Damn. You're good.
It's quite possible I overthink. But there was fighting! And teh pretty!
But there was fighting! And teh pretty!
I totally have a guycrush on Christian Bale. I mean, have you seen
American Psycho
? He's all naked and shit.
He's more naked in Metroland, although at the time he hadn't put in enough gym work to make it as worthwhile.
I know. But they were a good five minutes.
I'm going to go see that stupid Nicholas Cage movie where he's a treasure hunter because Sean Bean's the bad guy in it.
I moaned out loud in the theater during previews: "Why'd it have to be Nick Cage?!?" Because otherwise, cheesy Masonic secrets and Sean Bean put my butt in a seat.

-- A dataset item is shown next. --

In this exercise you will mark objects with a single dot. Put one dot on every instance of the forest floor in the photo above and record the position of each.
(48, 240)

I'm going to go see that stupid Nicholas Cage movie where he's a treasure hunter because Sean Bean's the bad guy in it.
I'm going to have to see it just because it looks like a big messy crazyheaded conspiracy theory nutfest with historical costuming and treasure maps and maybe even Knights Templar. The only thing that could possibly stop me from seeing such a movie would be if it starred Richard Chamberlain and Marc Blucas.
There are pretty much two reasons to see Equilibrium:
You forgot 5) Taye Diggs.
(But really, it's a movie full of beautiful people spouting overblown pretentious philosophy at each other and then fighting about it! What's not to love?)